J. Michael Short | San Antonio, TX United States | 04/29/2002
(5 out of 5 stars)
"I love Bach. I love piano. I love jazz. This disk is one of my most treasured musical items...along with the 3 other volumes John Lewis recorded based on Bach's The Well Tempered Clavier Book 1. Import price, but well worth the extra money. Lewis, absolutely true to the spirit of Bach, works the intricate interplay between his piano and his accompanists into a musical stream that flows from stately to swing and seamlessly back.....always sublime. I doubt there has ever been another pianist who could so beautifully suffuse Bach with a respectful jazz flavor......it is delicious, sensuous, cerebral and spiritual. Buy it. You'll be most glad you did. It is such a shame that some of the finest music recorded in the last 20 years is of such limited availablility. All four disks, Volumes 1 through 4 are well worth tracking down."
Essential
Zarathustra | Washington, DC USA | 07/21/2006
(5 out of 5 stars)
"
Short's review says it all: Sublime. Absolutely essential. A perfect work. And not only sublime, but Beautiful. Rare."
Bach would be proud
E. Feldman | Connecticut, USA | 09/23/2007
(5 out of 5 stars)
"Mr. Short is dead on. What John Lewis did for Modern Jazz with the Modern Jazz Quartet, fusing bebop, blues and art music, he has flawlessly accomplished here with his interpretation of Bach's classic, "The Well Tempered Clavier." This series of CDs by John Lewis (and friends and lovers--his wife accompanied on several albums) is my all time favorite music ever. It is one of the first CDs I purchased when I got my first CD player, and I can still remember being awed by its beauty. On some of the tracks you can hear the hammer retract when Lewis releases the key; on other tracks, you may hear him murmur as he plays. The music so personal and so touchingly beautiful, you really must hear it to comprehend. I have owned volumes 1 and 2 since their release 20 years ago, and they are still as fresh and beautiful and sensuous as the first time I heard them, even though I now know almost every keystroke. The fugues are my personal favorites, and they might have also been Maestro Lewis', although that's only a guess (he died in 2001). I find Fugue 2, 6, and 16 (my favorites) to be of enormous beauty infused with inspired jazz riffs--modern, masterful, perfectly performed, and achingly exquisite.

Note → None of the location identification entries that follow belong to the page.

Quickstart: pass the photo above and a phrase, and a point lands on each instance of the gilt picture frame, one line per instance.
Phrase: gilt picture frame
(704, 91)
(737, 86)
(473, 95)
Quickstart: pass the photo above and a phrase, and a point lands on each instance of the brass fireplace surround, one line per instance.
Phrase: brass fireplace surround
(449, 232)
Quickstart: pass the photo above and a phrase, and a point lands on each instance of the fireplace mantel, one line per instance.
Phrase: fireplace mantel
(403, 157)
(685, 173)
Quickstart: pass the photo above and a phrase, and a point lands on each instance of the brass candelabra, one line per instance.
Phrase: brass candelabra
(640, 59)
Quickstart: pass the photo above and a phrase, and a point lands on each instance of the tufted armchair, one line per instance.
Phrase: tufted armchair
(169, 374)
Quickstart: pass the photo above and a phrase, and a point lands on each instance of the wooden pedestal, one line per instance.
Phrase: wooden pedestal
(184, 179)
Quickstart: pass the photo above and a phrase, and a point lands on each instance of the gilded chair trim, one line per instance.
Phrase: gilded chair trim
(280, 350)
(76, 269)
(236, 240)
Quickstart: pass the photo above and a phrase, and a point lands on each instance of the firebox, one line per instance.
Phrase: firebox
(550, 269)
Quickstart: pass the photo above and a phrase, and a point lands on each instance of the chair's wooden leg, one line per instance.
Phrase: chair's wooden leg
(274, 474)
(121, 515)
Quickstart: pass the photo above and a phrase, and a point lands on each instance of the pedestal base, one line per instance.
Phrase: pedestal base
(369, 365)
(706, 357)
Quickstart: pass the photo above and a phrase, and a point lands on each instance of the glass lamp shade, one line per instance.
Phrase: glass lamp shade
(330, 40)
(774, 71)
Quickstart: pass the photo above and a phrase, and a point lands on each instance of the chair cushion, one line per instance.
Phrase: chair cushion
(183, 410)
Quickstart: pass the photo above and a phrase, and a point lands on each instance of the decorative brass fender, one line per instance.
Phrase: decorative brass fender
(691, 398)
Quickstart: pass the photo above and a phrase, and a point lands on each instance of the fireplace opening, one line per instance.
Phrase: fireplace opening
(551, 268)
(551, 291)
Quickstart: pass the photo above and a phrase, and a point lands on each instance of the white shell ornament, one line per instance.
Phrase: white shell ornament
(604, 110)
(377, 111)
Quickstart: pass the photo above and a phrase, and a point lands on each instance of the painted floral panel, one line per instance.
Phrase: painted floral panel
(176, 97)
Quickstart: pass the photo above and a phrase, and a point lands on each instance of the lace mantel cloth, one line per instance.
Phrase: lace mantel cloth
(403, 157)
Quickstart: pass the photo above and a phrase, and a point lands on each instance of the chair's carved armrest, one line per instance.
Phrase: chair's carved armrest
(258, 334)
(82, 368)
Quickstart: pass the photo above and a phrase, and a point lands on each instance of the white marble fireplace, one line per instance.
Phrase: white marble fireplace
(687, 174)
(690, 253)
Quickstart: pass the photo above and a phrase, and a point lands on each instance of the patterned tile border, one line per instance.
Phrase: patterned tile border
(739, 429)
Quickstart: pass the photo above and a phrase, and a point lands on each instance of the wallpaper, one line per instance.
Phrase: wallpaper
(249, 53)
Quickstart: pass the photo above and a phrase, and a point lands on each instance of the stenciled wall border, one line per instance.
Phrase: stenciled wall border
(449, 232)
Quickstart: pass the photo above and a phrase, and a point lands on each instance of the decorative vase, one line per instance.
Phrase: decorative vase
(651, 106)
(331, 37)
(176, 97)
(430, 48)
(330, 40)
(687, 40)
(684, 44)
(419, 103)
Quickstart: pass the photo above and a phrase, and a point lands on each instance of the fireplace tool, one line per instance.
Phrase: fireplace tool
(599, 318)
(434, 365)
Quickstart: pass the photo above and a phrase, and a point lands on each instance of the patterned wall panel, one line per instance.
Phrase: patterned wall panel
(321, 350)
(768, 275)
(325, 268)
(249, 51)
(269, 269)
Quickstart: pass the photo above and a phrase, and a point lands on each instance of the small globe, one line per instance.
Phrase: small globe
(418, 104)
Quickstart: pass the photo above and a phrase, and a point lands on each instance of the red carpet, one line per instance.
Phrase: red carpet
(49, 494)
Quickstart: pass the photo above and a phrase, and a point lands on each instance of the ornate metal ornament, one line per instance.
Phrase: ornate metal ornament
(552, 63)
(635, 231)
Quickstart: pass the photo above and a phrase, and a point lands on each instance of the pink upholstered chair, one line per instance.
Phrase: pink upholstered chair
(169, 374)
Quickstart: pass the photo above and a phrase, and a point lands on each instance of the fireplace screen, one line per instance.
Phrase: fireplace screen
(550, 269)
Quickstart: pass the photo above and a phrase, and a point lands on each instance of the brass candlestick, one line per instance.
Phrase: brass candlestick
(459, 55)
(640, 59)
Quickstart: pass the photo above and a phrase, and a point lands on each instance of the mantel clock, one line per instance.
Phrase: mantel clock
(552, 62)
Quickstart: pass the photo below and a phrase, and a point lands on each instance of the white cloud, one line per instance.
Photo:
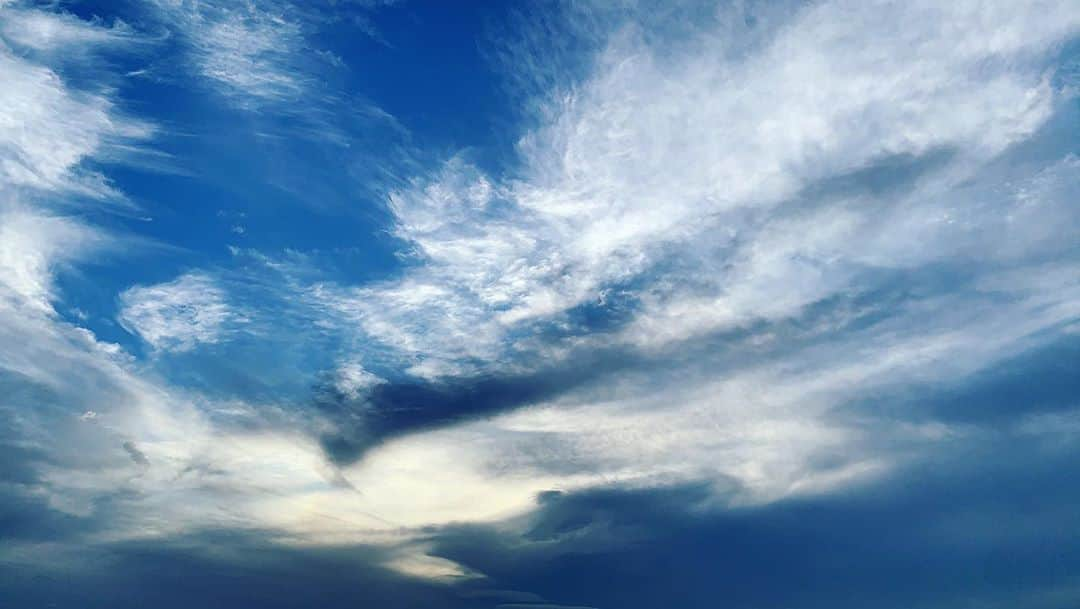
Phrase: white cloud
(48, 130)
(44, 31)
(180, 314)
(694, 160)
(690, 156)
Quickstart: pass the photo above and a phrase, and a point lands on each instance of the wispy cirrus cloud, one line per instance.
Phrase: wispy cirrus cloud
(180, 314)
(713, 255)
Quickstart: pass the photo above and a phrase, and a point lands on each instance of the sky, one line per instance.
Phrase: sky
(613, 305)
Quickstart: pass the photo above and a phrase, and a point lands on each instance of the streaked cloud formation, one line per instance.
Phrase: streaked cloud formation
(733, 273)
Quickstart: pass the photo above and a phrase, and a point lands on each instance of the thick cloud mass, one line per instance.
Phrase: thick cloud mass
(606, 306)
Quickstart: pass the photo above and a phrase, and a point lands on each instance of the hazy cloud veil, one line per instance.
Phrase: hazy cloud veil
(616, 305)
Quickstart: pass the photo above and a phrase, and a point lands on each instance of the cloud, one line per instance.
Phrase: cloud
(48, 130)
(711, 258)
(180, 314)
(696, 159)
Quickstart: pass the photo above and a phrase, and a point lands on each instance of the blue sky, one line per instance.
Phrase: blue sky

I do not think there could be any human being who would not be captivated by this interpretation of these beautiful pieces. I would love to see the arrangement on sheet music. This is the music that makes me feel alive and the music I hope will surround me when I die."
If You Must ...
Giordano Bruno | Wherever I am, I am. | 04/30/2010
(4 out of 5 stars)
"... hear Bach performed on modern piano -- if you are one of those calcified troglodytes who proclaims that you 'don't like the sound of the harpsichord' -- then you might consider this recording of the Preludes and Fugues by John Lewis, the classically-trained pianist of the Modern Jazz Quartet. It has the virtue of integrity; that is, it treats the piano as a piano, and not a harpsichord wannabe. Bach's compositions do NOT employ the full resources of the modern grand piano, for the obvious reason that those resources were not available on even a double-manual harpsichord. But the harpsichord had resources that the modern piano has lost.
In any case, Lewis's Bach is suave, groovy, casual - cocktail Bach, if you will. To call it "cerebral and spiritual", as a previous reviewer has, makes no sense to my ears at all; it's exactly the opposite. Lewis also relies on 'back-up' strings for some of the preludes, making them sound quite schmaltzy at times. Don't get me wrong here! I'm not denouncing what Lewis has done. I enjoy it. He's taken 'written' music by JS Bach and conflated it with his own sensibilities as an improviser. The 'line' between composer and performer, and by implication between classical music and jazz, is a theme always worth discussing."